The engagement
SafeSize uses 3D foot scanning to tell you exactly which shoe fits — the diagnostic layer worked. What didn't exist was a way to act on it. No cart, no checkout, no path from recommendation to purchase. The product had a senior in-house designer; I was brought in via Code.Hub for three months as an external consultant to design the missing e-commerce layer.
This is a different mode from founding-designer work. The brief here wasn't "build the product" — it was "extend the existing design system to ship a new flow without fragmenting what's already there." Different skill. Different posture. Equally important.
The Card Problem
The product card was the hardest surface in the project. It was already carrying 3D scan results, fit confidence scores, and size callouts. The ask: add Add to Cart, size selection, and purchase intent actions to the same compact container — without making the scan data, which was SafeSize's core value, feel like a footnote.
I started with a UX audit of the existing recommendation engine: what did scan results actually show the user, what information was needed at the purchase decision point, and what could be deprioritized or collapsed. The pattern that emerged: fit data should lead the hierarchy, commerce actions should follow immediately — always visible, never competing. Space efficiency and information hierarchy had to solve the same problem simultaneously.
The Constraints
The card needed to work across three deployment contexts: the retailer's in-store kiosk interface, the embedded e-commerce widget, and the brand's own product pages. Same component, three different container widths and color contexts. This ruled out fixed-dimension design — everything had to be built with fluid proportions and context-agnostic tokens.
How I Worked Alongside the Team
SafeSize had an existing engineering team and a retail integration architecture I needed to understand before designing anything. Week one was audit and alignment: I reviewed the recommendation engine's output format, mapped the data fields available at render time, and aligned with the frontend developer on what was technically feasible within the checkout integration they were building in parallel.
I didn't design in isolation. Each card iteration was reviewed with the engineering lead for feasibility before it moved to documentation.

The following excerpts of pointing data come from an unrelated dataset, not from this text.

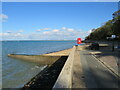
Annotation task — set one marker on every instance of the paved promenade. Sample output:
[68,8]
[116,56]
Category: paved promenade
[94,73]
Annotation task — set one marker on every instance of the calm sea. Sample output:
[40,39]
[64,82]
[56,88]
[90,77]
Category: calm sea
[16,73]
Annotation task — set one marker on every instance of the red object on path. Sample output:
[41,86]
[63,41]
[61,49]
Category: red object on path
[79,41]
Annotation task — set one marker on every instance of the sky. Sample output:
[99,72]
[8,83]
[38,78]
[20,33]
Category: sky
[53,20]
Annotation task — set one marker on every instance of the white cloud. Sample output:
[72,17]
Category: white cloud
[3,17]
[70,30]
[64,28]
[46,32]
[20,31]
[4,34]
[43,29]
[55,34]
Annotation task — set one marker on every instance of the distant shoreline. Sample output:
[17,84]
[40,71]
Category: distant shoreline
[37,40]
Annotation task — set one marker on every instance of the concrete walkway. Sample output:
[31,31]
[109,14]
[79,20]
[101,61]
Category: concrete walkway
[89,72]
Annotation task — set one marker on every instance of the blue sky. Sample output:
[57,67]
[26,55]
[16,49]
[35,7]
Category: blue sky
[53,20]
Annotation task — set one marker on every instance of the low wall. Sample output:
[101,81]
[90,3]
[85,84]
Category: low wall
[65,78]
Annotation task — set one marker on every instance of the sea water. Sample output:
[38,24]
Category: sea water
[16,73]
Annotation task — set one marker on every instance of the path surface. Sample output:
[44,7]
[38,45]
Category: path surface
[96,74]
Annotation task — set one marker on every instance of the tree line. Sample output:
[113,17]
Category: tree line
[111,27]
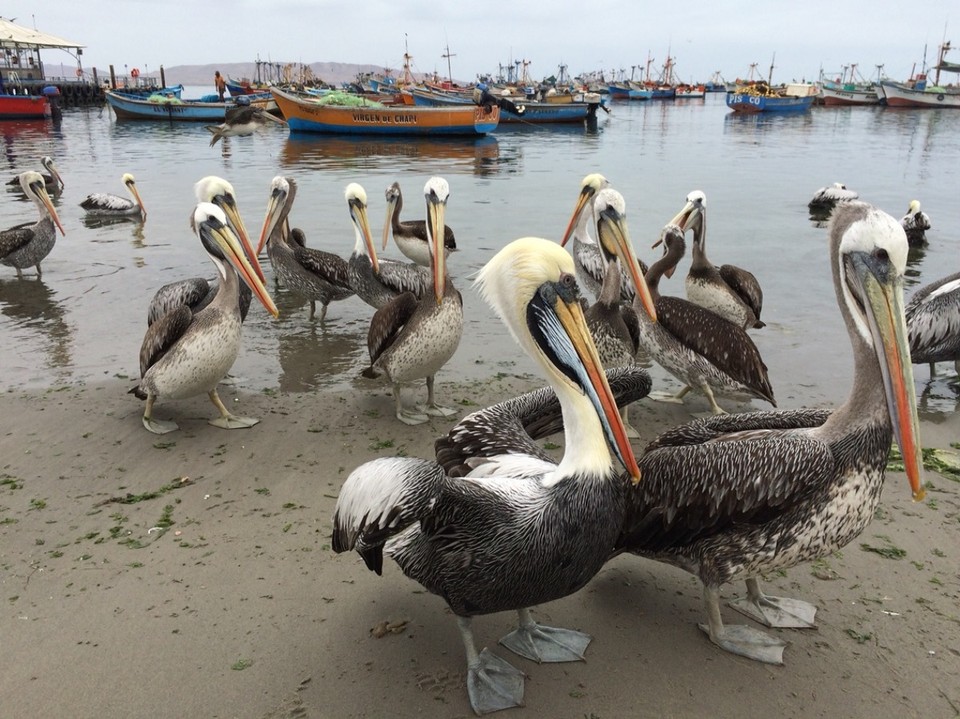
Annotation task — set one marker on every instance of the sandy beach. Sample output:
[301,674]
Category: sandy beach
[191,575]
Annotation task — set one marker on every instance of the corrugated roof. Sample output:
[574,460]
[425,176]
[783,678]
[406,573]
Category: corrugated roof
[12,34]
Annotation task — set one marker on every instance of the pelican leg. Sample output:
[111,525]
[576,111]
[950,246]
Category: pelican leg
[404,414]
[155,425]
[545,644]
[738,638]
[775,611]
[226,420]
[492,683]
[432,408]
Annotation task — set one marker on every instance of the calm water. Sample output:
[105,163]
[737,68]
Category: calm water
[85,319]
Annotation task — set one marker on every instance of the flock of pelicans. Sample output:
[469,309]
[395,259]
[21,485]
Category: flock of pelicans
[493,523]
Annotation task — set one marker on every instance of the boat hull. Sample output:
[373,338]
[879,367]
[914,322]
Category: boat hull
[303,115]
[743,102]
[900,95]
[23,107]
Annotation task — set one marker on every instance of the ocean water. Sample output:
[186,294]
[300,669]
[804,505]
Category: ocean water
[84,320]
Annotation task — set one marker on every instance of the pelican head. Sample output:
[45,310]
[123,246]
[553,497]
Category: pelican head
[589,187]
[531,285]
[34,187]
[435,192]
[220,192]
[393,199]
[356,198]
[131,185]
[869,253]
[220,242]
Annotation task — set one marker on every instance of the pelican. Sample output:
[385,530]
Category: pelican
[184,354]
[315,274]
[411,337]
[102,204]
[51,179]
[730,291]
[915,223]
[698,347]
[242,120]
[826,198]
[507,543]
[411,236]
[198,292]
[377,281]
[933,321]
[26,245]
[589,260]
[740,496]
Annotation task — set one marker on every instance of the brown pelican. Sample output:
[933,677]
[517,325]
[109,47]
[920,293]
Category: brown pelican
[915,223]
[698,347]
[730,291]
[184,354]
[507,543]
[411,236]
[933,321]
[587,256]
[377,281]
[198,292]
[412,337]
[826,198]
[242,120]
[102,204]
[740,496]
[51,179]
[26,245]
[315,274]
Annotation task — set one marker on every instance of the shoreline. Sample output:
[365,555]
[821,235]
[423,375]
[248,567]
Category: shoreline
[191,574]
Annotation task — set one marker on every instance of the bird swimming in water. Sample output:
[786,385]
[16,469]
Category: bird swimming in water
[103,204]
[52,179]
[411,338]
[26,245]
[242,120]
[314,274]
[185,354]
[933,321]
[198,292]
[507,543]
[411,236]
[915,223]
[730,291]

This saved two or three rounds of scope revision and kept the handoff clean.
Component Library & Handoff
The deliverable beyond the card design was a component library for fit-diagnostic data visualization: scan result states (perfect fit, close fit, not recommended), confidence level indicators, size callout treatments, and the checkout entry states. Everything documented for engineering handoff with variant logic annotated directly in Figma.
The system was structured so SafeSize could add new shoe categories — trail running, children's footwear, orthopaedic — without requiring a design engagement for each. One component model, extended via configuration.
What this engagement was about
Consultant work in someone else's house is the test of whether a designer has ego or judgment. The temptation is always to put your fingerprints on every screen. The discipline is to leave fingerprints only where they're needed, and to make the rest invisible enough that the in-house team can keep building without your maintenance.
SafeSize shipped a complete commerce experience three months after I joined. The component library extended the existing system. The senior designer kept ownership of the broader product. That's the engagement working as designed.